You are viewing a plain text version of this content. The canonical link for it is here.
Posted to dev@spamassassin.apache.org by Theo Van Dinter <fe...@kluge.net> on 2005/04/24 02:00:19 UTC
"uridnsbl: bogus rr" run ...
Ok, I assume someone wants this:
On Sat, Apr 23, 2005 at 04:18:15PM -0400, Cron Daemon wrote:
> uridnsbl: bogus rr: domain=usafreemerchantsource.com, zone=multi.surbl.org., rr=dns7.hichina.com. 142476 IN A 218.30.103.250 at /home/corpus/SA/spamassassin-corpora/masses//../lib/Mail/SpamAssassin/Plugin/URIDNSBL.pm line 634.
> uridnsbl: bogus rr: domain=netian.com, zone=multi.surbl.org., rr=nis.blueweb.co.kr. 100 IN A 210.205.6.4 at /home/corpus/SA/spamassassin-corpora/masses//../lib/Mail/SpamAssassin/Plugin/URIDNSBL.pm line 634.

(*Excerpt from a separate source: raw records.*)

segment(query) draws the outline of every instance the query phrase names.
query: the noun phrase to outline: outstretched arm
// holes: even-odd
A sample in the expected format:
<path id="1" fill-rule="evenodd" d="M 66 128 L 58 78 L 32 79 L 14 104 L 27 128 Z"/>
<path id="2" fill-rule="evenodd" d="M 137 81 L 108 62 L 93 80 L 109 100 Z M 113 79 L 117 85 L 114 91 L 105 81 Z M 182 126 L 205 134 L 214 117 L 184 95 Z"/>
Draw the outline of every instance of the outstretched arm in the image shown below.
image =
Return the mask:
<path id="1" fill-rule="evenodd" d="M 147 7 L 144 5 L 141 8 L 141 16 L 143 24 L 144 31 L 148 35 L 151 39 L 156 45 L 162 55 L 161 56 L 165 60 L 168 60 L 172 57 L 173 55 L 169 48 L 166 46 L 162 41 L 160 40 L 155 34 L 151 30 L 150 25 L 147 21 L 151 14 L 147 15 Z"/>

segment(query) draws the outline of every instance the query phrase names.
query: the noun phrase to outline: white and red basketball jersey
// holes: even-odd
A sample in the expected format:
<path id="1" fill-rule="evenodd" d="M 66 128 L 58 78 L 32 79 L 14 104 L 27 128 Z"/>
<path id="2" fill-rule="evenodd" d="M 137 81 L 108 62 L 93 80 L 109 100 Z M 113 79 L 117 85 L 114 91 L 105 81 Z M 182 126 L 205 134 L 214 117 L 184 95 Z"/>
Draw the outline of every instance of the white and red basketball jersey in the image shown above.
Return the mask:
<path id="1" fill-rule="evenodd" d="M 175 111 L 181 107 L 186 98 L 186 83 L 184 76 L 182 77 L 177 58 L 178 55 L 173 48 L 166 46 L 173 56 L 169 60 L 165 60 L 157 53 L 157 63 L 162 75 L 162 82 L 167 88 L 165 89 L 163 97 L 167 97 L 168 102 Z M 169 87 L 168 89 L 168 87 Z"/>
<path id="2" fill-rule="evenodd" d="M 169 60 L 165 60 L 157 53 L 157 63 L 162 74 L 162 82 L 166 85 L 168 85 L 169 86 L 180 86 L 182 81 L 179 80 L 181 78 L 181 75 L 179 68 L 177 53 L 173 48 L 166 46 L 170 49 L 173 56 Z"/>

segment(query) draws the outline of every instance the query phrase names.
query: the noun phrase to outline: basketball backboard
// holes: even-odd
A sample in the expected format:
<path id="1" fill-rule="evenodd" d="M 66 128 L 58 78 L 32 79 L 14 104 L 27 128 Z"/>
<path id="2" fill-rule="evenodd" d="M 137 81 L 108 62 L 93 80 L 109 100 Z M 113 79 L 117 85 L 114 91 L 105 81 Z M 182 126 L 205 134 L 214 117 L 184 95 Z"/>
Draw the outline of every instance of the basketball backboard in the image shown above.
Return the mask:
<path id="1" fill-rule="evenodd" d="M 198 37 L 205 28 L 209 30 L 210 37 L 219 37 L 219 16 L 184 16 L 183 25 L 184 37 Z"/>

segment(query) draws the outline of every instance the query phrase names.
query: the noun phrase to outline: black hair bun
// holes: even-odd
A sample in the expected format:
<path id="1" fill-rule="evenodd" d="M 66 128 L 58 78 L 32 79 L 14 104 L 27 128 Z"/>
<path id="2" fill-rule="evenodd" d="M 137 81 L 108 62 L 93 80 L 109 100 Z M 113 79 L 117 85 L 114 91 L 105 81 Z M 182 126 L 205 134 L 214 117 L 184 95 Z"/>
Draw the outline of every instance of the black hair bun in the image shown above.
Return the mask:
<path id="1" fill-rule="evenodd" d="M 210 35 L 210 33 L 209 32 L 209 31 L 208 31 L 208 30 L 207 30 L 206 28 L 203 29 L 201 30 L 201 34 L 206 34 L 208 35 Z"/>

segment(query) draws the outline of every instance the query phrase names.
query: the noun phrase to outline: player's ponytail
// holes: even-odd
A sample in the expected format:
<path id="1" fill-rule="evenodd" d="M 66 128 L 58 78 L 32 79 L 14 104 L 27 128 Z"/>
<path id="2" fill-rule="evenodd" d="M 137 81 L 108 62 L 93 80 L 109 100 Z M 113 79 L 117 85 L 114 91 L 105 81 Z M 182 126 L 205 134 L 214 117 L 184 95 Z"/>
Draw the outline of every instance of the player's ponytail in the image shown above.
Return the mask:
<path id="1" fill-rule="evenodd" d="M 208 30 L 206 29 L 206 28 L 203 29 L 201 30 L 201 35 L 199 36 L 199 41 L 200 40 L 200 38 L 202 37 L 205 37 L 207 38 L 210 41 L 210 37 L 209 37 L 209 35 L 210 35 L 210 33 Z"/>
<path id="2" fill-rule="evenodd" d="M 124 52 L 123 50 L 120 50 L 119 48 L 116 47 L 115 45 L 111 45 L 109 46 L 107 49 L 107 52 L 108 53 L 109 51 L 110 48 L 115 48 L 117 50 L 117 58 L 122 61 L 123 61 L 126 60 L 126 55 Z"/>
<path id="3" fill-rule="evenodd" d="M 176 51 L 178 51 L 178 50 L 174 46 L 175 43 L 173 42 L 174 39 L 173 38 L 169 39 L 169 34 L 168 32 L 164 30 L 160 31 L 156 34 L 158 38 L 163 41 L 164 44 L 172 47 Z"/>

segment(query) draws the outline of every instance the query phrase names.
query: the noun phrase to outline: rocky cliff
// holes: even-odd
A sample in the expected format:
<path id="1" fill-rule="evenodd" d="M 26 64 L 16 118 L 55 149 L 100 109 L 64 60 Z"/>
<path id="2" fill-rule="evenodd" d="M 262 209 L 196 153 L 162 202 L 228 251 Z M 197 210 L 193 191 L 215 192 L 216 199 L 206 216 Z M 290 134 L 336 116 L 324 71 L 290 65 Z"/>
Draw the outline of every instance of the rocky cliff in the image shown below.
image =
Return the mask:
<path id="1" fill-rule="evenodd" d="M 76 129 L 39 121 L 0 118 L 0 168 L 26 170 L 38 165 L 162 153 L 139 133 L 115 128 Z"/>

> status: 20% ham: 0 spam: 16104 date: 2005-04-06 now: 2005-04-23 08:05:51
> uridnsbl: bogus rr for domain=com.cn, rule=URIBL_SBL, rr=ns2.zoneedit.com. 6023 IN A 69.72.158.226 at /home/corpus/SA/spamassassin-corpora/masses//../lib/Mail/SpamAssassin/Plugin/URIDNSBL.pm line 623.
> uridnsbl: bogus rr for domain=com.cn, rule=URIBL_SBL, rr=dns5.acosm.com. 172653 IN A 4.79.212.11 at /home/corpus/SA/spamassassin-corpora/masses//../lib/Mail/SpamAssassin/Plugin/URIDNSBL.pm line 623.

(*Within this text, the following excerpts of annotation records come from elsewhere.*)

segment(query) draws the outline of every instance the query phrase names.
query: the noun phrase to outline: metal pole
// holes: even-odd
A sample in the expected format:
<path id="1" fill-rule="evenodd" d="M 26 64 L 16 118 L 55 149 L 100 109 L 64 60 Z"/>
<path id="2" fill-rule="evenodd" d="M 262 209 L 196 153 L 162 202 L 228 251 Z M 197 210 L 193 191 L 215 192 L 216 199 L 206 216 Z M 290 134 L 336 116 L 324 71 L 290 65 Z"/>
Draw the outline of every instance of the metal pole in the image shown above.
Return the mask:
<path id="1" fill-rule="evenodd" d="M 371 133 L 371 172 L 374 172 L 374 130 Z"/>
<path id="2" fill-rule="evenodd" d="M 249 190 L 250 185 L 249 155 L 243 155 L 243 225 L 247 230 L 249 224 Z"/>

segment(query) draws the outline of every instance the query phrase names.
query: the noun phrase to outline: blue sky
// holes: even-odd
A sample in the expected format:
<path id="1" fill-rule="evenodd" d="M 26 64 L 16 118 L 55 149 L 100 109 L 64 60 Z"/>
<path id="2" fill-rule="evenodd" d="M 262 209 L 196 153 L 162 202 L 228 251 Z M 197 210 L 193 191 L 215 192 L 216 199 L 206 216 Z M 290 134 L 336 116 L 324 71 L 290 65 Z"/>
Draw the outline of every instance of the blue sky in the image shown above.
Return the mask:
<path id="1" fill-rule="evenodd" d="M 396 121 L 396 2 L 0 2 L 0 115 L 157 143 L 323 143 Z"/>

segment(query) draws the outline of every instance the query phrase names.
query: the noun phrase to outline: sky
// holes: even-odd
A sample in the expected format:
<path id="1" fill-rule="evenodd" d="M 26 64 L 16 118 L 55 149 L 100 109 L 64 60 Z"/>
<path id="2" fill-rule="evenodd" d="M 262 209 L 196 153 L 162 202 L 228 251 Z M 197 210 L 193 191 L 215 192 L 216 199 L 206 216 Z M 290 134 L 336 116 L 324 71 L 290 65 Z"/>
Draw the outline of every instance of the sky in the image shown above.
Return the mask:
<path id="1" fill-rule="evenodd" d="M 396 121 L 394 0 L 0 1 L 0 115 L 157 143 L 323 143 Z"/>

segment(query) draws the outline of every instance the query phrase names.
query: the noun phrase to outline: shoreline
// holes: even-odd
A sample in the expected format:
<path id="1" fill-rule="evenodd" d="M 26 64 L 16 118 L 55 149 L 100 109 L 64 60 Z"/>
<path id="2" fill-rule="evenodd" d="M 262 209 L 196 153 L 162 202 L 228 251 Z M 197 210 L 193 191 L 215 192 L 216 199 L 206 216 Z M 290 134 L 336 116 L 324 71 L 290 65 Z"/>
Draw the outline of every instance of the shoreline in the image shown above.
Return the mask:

> uridnsbl: bogus rr for domain=bestfriends.co.kr, rule=URIBL_SBL, rr=ns2.dnsm.net. 59020 IN A 218.7.120.70 at /home/corpus/SA/spamassassin-corpora/masses//../lib/Mail/SpamAssassin/Plugin/URIDNSBL.pm line 623.

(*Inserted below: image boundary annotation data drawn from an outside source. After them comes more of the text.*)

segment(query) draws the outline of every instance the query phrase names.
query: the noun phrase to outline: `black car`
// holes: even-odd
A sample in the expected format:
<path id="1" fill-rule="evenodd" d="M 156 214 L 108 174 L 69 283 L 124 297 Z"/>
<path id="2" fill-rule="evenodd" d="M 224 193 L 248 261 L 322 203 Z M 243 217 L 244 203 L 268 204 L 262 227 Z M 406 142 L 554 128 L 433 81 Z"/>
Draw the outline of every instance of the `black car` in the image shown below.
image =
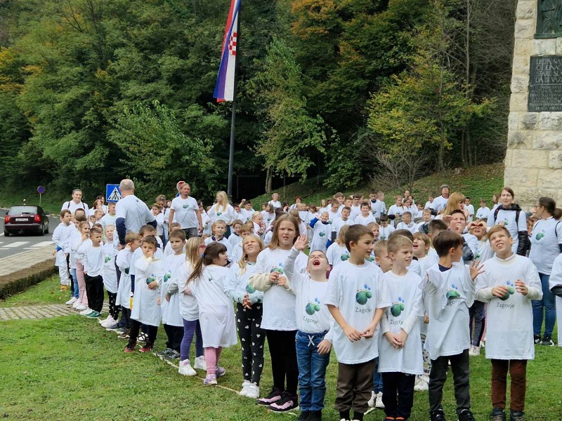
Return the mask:
<path id="1" fill-rule="evenodd" d="M 48 218 L 41 206 L 12 206 L 4 217 L 4 235 L 17 232 L 48 233 Z"/>

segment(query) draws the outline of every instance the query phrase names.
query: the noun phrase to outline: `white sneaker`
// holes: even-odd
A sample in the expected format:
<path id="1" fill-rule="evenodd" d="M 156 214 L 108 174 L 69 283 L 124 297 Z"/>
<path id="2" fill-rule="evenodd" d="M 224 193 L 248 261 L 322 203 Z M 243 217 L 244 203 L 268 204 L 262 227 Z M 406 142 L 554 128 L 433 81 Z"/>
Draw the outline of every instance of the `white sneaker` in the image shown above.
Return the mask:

> uridnsbl: bogus rr for domain=210.114.220.52, rule=URIBL_SBL, rr=ns3.texasdns.com. 172790 IN A 69.56.15.2 at /home/corpus/SA/spamassassin-corpora/masses//../lib/Mail/SpamAssassin/Plugin/URIDNSBL.pm line 623.
> uridnsbl: bogus rr for domain=refi-with-us.com, rule=URIBL_SBL, rr=ns2.premiumhealthnow.info. 3600 IN A 69.228.160.52 at /home/corpus/SA/spamassassin-corpora/masses//../lib/Mail/SpamAssassin/Plugin/URIDNSBL.pm line 623.
[...]
I have ~300K of them. http://www.kluge.net/~felicity/set1.txt
I'm +1 on making this a non-warn, BTW. There's nothing a user can do about
it, so it's just really annoying. It's ok for now since we want to know when
it happens, but ...
--
Randomly Generated Tagline:
"Derive the Big Bang Theory from F=ma." - Michelle about her Physics class
Re: "uridnsbl: bogus rr" run ...
Posted by Sidney Markowitz <si...@sidney.com>.
Loren Wilton wrote:
> Depending on the value of the parameter
> that Perl is deducing from that statement, you may or may not be getting the
> results you expect.
>From the doc:
srand
Sets the random number seed for the rand operator. If EXPR is omitted,
uses a semi-random value based on the current time and process ID, among
other things.
Since this call is only done when the process id is different (i.e., in a
fork) then srand with no arguments is correct for initializing rand for the
process.
-- sidney
Re: "uridnsbl: bogus rr" run ...
Posted by Loren Wilton <lw...@earthlink.net>.
> $self->{_initted} = $$;
> srand;
> $self->{resolver}->reinit_post_fork();
In the C/C++ world, srand has a parameter. I suspect the C srand() function
underlys perl's srand statement. Depending on the value of the parameter
that Perl is deducing from that statement, you may or may not be getting the
results you expect.
srand() C documentation includes:
The srand function sets the starting point for generating a series of
pseudorandom integers. To reinitialize the generator, use 1 as the seed
argument. Any other value for seed sets the generator to a random starting
point. rand retrieves the pseudorandom numbers that are generated. Calling
rand before any call to srand generates the same sequence as calling srand
with seed passed as 1.
Loren
Re: "uridnsbl: bogus rr" run ...
Posted by Sidney Markowitz <si...@sidney.com>.
Matt Sergeant wrote:
> May be a problem with forking
Do you think that this code fragment I see in SpamAssassin.pm should work as
well as your fork code, or could relying on this be part of the problem?
sub init {
my ($self, $use_user_pref) = @_;
# Allow init() to be called multiple times, but only run once.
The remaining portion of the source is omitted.